その羽を、あたしがつかむと。さすがに沖野は異変を感じたらしく、バタバタと暴れだした。
「ごめんね、沖野……」
あたしは、呟いて。泣きそうになりながら、ミズキと目を合わせて。心臓がつぶれそうになりながら、ぐっと唇を噛んで、堪えて。そして。
※※※
あちこちの鉄板から、焼肉屋にいるみたいな香りが漂ってくる。
あたし達の鉄板の上でも、切り分けた鶏肉と、そのモツと、それから蛇の白い肉が、ジュージュー音を立てて焼けている。
「食事の前に。きみたちの訓練のために尊い犠牲となった、命たちに。黙祷を捧げたいと思う」
厳かに、鵬教官が話すのを、あたし達はぼんやりと聞いた。
「それにあたって、レンジャー小牧とレンジャー志鷹が、この鶏たちの飼育にあたった。二人とも――なにか言いたいことはあるか」
あたしとミズキは、また顔を見合せて。あたしは頷いて、その場に立ち上がった。
「みんな……とても、良い子たちでした……」
また、鼻の奥がつんとなってくる。

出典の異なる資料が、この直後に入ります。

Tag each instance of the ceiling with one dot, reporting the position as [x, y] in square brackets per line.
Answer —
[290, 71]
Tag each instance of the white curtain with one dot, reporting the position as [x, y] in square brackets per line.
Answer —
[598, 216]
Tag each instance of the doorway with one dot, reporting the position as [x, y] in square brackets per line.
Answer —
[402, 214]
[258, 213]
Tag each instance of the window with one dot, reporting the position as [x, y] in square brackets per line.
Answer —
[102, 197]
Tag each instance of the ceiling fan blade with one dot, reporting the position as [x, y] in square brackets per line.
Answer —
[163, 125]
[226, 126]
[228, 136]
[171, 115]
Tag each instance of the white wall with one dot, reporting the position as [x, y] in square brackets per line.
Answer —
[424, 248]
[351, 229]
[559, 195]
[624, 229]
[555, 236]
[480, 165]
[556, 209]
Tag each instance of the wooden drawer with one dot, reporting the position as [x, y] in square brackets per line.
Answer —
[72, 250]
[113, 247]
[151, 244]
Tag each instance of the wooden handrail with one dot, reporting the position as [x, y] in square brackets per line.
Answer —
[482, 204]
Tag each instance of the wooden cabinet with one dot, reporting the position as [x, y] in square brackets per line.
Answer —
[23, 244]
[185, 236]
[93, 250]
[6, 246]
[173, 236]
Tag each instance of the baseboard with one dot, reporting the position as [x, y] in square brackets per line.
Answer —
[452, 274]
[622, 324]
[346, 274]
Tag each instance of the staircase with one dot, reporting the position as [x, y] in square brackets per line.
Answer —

目にたまった涙を、こぼさないように上を向いて、あたしは叫ぶように言った。
「どうか……残さず、美味しく食べてくださぃぃぃいっ」
「――黙祷ッ!」
谷嶋教官のバリトンボイスと共に、その場が静まりかえる。ジュージューと肉の焼ける音と、誰かの腹の鳴る音が響いた。
「黙祷、止めっ!」
バッと、全員が顔を上げる。
「今日は、特別に米と汁も厨房で用意してもらった! 全員で、感謝の心をもって完食せよっ」
「レンジャーッ!」
学生らの声は、青空の下、高らかに響いた。